En outre, il n’apparaît pas suffisamment d’éléments pour chiffrer le préjudice de la SA CDC HABITAT SOCIAL en l’absence de pièces justificatives (devis, marchés, bordereau de prix, factures), concernant les travaux de menuiserie (le remplacement du béquillage défectueux du cellier, de la chambre 2, de la chambre 3 et du séjour ; la remise en place du béquillage du placard du dégagement, de la salle de bain et de la porte de l’entrée ; la fourniture d’une porte dans l’entrée) ainsi que les travaux d’électricité (remplacement des prises, réglettes et interrupteurs défectueux dans la chambre 2, la chambre 3, la salle de bain, la cuisine et le séjour) ou encore s’agissant de la réfection des joints de la cuisine et de la salle de bain et de la peinture du radiateur de la cuisine. En effet, le chiffrage effectué par la bailleresse elle-même n’étant pas suffisant, il convient de la débouter de l’intégralité de ses demandes à ce titre.
Madame [B] [Q] sera donc condamnée à payer à la SA CDC HABITAT SOCIAL la somme de 591,52 euros au titre des réparations locatives, avec intérêts au taux légal à compter de la signification du présent jugement.

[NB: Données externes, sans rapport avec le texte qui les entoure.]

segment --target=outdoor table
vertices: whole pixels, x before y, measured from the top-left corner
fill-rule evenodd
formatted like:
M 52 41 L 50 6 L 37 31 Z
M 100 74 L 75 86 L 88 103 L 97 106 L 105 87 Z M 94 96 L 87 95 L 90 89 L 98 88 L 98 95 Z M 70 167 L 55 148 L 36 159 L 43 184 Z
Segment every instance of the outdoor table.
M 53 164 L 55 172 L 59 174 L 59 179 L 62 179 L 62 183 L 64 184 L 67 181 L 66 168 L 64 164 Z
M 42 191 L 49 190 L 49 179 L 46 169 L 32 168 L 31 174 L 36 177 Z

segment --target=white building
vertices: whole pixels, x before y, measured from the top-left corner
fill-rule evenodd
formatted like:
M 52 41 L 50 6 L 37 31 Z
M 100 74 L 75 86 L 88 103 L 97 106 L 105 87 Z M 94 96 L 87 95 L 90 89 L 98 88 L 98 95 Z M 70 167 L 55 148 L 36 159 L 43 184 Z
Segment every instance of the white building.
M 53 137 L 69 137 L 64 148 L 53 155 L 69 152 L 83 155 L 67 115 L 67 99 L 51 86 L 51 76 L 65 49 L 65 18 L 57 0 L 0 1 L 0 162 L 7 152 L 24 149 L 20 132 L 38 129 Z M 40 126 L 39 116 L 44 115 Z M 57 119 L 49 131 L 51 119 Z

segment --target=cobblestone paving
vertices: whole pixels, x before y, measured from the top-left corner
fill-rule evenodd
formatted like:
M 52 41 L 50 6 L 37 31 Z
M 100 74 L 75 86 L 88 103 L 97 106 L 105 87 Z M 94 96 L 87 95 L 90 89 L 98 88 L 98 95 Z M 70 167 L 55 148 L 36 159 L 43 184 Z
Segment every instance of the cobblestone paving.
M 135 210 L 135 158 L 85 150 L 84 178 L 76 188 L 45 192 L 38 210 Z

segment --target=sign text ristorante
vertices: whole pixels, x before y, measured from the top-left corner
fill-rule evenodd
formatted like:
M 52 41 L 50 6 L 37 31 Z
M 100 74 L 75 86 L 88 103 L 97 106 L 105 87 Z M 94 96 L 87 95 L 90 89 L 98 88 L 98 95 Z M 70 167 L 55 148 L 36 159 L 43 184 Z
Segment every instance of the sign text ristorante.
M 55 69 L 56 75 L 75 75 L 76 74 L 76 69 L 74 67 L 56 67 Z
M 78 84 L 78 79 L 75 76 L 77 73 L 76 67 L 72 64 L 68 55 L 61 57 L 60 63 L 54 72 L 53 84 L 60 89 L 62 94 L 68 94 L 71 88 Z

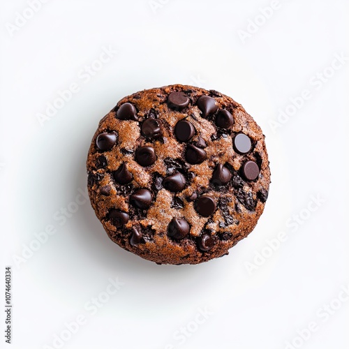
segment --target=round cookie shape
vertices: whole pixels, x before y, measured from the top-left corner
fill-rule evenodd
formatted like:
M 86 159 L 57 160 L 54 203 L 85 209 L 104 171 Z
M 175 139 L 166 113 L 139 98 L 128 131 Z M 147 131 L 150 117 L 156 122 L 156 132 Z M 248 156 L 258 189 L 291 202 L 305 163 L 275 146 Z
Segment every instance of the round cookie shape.
M 227 255 L 257 224 L 270 183 L 265 136 L 242 106 L 180 84 L 122 98 L 99 122 L 87 168 L 109 237 L 158 264 Z

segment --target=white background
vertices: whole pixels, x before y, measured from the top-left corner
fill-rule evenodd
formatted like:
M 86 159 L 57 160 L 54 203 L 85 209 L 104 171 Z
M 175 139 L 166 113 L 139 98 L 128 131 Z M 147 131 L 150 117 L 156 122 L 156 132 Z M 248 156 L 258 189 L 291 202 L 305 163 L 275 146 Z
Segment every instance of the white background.
M 12 344 L 1 334 L 0 347 L 57 348 L 63 333 L 64 348 L 347 349 L 348 58 L 329 67 L 349 57 L 348 1 L 281 0 L 267 20 L 268 1 L 152 4 L 51 0 L 23 24 L 27 1 L 1 1 L 0 274 L 2 288 L 12 266 L 13 308 Z M 110 46 L 112 58 L 82 75 Z M 40 126 L 38 114 L 73 82 L 79 91 Z M 242 103 L 267 136 L 272 174 L 254 232 L 228 256 L 195 266 L 158 266 L 119 248 L 89 202 L 65 223 L 57 214 L 85 190 L 100 119 L 126 95 L 174 83 Z M 304 90 L 311 98 L 295 112 L 290 98 Z M 292 115 L 273 129 L 288 106 Z M 38 247 L 49 225 L 56 232 Z M 287 239 L 270 250 L 282 232 Z M 110 278 L 124 285 L 107 299 Z M 98 297 L 105 302 L 91 314 L 85 304 Z M 80 315 L 86 323 L 67 333 Z

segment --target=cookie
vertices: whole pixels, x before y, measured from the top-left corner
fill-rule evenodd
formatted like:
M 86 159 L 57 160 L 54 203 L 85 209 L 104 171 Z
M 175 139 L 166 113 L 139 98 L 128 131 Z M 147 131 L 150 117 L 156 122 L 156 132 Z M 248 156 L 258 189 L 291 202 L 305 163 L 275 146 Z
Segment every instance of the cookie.
M 261 129 L 219 92 L 175 84 L 121 99 L 87 159 L 109 237 L 158 264 L 228 254 L 262 214 L 270 171 Z

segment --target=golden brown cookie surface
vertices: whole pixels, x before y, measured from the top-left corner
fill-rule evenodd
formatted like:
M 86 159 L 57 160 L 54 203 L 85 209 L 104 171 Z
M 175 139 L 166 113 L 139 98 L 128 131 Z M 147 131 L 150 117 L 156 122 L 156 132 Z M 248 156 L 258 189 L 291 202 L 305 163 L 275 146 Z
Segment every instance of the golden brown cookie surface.
M 99 123 L 87 172 L 110 239 L 170 264 L 226 254 L 255 227 L 270 182 L 264 135 L 244 109 L 179 84 L 120 101 Z

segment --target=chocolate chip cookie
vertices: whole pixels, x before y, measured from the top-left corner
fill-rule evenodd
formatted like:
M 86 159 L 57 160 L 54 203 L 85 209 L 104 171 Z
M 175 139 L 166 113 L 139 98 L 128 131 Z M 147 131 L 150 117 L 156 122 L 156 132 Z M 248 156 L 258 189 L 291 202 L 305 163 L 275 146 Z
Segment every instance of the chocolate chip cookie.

Sur la demande de capitalisation des intérêts
Aux termes de l’article 1343-2 du code civil, les intérêts échus des capitaux peuvent produire des intérêts, ou par une demande judiciaire, ou par une convention spéciale, pourvu que, soit dans la demande, soit dans la convention, il s’agisse d’intérêts dus au moins pour une année entière.

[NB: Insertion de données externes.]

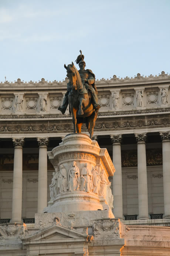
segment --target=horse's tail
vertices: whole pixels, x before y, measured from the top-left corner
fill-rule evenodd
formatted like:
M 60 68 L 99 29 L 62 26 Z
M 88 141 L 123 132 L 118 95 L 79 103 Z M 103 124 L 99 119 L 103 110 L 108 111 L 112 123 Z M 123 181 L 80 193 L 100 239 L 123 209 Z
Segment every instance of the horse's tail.
M 71 110 L 70 109 L 70 107 L 69 106 L 69 104 L 68 105 L 69 107 L 69 117 L 70 117 L 71 116 Z

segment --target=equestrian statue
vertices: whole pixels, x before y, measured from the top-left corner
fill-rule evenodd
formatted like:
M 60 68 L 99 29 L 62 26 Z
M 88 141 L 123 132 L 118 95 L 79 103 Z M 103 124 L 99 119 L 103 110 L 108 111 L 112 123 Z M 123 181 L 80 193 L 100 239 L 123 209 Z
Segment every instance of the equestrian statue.
M 68 104 L 70 113 L 71 113 L 72 116 L 74 133 L 81 132 L 82 125 L 85 123 L 92 139 L 95 122 L 101 106 L 98 104 L 95 75 L 90 69 L 85 69 L 84 56 L 81 50 L 80 52 L 81 54 L 75 60 L 79 66 L 79 71 L 72 62 L 67 66 L 64 64 L 69 82 L 67 83 L 67 90 L 63 105 L 58 109 L 64 114 Z

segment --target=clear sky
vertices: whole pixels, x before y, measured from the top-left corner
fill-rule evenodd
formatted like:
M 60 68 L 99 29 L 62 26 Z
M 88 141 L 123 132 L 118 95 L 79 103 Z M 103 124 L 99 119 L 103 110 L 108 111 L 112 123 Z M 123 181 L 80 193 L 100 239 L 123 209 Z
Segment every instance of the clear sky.
M 170 0 L 0 0 L 0 81 L 62 81 L 80 49 L 96 79 L 169 73 L 170 13 Z

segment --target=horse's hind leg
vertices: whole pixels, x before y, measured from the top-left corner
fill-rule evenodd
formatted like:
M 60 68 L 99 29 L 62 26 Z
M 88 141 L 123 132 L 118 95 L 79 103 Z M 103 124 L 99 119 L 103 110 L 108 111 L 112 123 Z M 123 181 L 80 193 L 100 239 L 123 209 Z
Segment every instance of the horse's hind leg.
M 82 123 L 80 123 L 80 124 L 76 124 L 77 132 L 79 132 L 79 133 L 81 132 L 81 127 L 82 126 Z
M 94 111 L 89 118 L 89 122 L 90 124 L 89 133 L 90 134 L 90 138 L 91 140 L 92 140 L 93 137 L 94 128 L 95 125 L 95 122 L 97 119 L 97 113 L 95 111 Z
M 73 123 L 73 127 L 74 129 L 74 133 L 76 133 L 77 129 L 76 128 L 76 124 L 77 123 L 77 118 L 76 118 L 76 113 L 77 110 L 75 108 L 73 108 L 72 111 L 72 122 Z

Il convient dès lors, conformément à la demande et compte tenu des circonstances du litige, d’ordonner la capitalisation des intérêts dus pour une année entière.
Sur les mesures accessoires
Madame [B] [Q], succombant dans le cadre de la présente instance, sera condamnée aux dépens.

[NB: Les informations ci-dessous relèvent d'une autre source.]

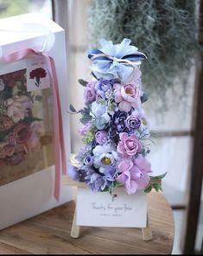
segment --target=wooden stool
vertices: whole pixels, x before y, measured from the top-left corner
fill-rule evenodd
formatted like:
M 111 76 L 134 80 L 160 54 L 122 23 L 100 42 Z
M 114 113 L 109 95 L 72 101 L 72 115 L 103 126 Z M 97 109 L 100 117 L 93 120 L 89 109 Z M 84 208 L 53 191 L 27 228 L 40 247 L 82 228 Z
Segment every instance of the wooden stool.
M 86 183 L 84 182 L 79 182 L 76 181 L 73 181 L 69 178 L 68 176 L 63 176 L 63 185 L 68 185 L 68 186 L 75 186 L 75 187 L 86 187 Z M 114 227 L 112 227 L 114 228 Z M 142 234 L 143 234 L 143 240 L 145 241 L 149 241 L 152 240 L 152 233 L 150 229 L 150 225 L 149 221 L 149 214 L 147 214 L 147 227 L 142 228 Z M 71 237 L 73 238 L 79 238 L 80 235 L 80 227 L 77 226 L 77 209 L 75 207 L 74 210 L 74 216 L 73 221 L 72 224 L 72 229 L 71 229 Z

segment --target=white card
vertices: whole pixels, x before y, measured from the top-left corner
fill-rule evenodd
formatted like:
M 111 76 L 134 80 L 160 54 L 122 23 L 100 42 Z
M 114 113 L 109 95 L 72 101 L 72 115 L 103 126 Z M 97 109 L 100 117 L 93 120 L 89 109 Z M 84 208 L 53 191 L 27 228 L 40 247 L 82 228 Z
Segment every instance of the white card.
M 47 65 L 41 56 L 27 59 L 27 90 L 38 91 L 50 87 Z
M 147 197 L 142 192 L 128 195 L 124 188 L 92 192 L 78 188 L 77 225 L 94 227 L 146 227 Z

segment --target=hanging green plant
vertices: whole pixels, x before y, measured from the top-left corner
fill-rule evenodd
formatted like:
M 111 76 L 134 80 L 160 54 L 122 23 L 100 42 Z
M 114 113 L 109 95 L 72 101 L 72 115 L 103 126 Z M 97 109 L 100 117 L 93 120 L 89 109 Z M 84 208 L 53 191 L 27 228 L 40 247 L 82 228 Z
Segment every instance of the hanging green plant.
M 130 38 L 149 56 L 143 62 L 145 91 L 165 102 L 168 87 L 186 87 L 188 71 L 199 48 L 195 1 L 92 0 L 89 8 L 91 45 L 101 38 L 118 43 Z

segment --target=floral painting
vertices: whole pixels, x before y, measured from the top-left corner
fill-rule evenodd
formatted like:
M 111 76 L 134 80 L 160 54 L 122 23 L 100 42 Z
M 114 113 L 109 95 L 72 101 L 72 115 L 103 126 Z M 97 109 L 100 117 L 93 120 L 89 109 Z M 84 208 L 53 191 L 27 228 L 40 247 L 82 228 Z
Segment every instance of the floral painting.
M 51 96 L 27 92 L 26 69 L 0 75 L 0 185 L 53 164 Z

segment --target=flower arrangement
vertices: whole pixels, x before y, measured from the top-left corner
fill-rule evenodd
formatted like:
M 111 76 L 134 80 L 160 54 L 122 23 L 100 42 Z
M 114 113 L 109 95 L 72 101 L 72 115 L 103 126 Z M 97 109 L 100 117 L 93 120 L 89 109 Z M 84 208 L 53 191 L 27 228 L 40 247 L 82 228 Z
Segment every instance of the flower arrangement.
M 92 0 L 88 9 L 90 42 L 95 47 L 101 36 L 115 43 L 129 37 L 144 49 L 150 58 L 142 67 L 143 86 L 163 111 L 168 106 L 168 88 L 181 86 L 180 99 L 187 94 L 189 70 L 200 49 L 197 16 L 197 3 L 191 0 Z
M 162 189 L 166 174 L 151 176 L 149 124 L 142 108 L 146 94 L 142 90 L 141 61 L 146 56 L 130 46 L 101 41 L 102 48 L 91 49 L 92 80 L 79 80 L 85 86 L 86 106 L 77 112 L 83 124 L 79 131 L 85 147 L 76 156 L 78 166 L 69 176 L 86 182 L 93 191 L 109 191 L 124 185 L 128 194 Z
M 41 95 L 28 93 L 26 69 L 0 76 L 0 163 L 15 166 L 41 147 L 42 119 L 33 114 Z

Condamnée aux dépens, Madame [B] [Q] sera condamnée à verser à la SA CDC HABITAT SOCIAL une indemnité qu’il est équitable de fixer à 300 euros sur le fondement de l’article 700 du code de procédure civile.
Conformément à l’article 514 du code de procédure civile, le présent jugement est assorti de l’exécution provisoire, de droit.
PAR CES MOTIFS
Le juge des contentieux de la protection, statuant en audience publique, par jugement rendu par mise à disposition au greffe le jour de son délibéré,
CONDAMNE Madame [B] [Q] à payer à la SA CDC HABITAT SOCIAL la somme de 3 245,20 euros au titre des arriérés de loyers et charges impayés, déduction faite du montant du dépôt de garantie de 380,65 euros, avec intérêts au taux légal à compter de la signification du présent jugement ;
CONDAMNE Madame [B] [Q] à payer à la SA CDC HABITAT SOCIAL la somme de 591,52 euros de dommages et intérêts au titre des réparations locatives, avec intérêts au taux légal à compter de la signification de la présente décision ;
ORDONNE la capitalisation des intérêts dus pour au moins une année entière ;
DEBOUTE la SA CDC HABITAT SOCIAL du surplus de ses demandes ;
CONDAMNE Madame [B] [Q] aux dépens ;
CONDAMNE Madame [B] [Q] à payer à la SA CDC HABITAT SOCIAL la somme de 300 euros au titre de l’article 700 du code de procédure civile ;
RAPPELLE que le présent jugement est assorti de l’exécution provisoire de droit.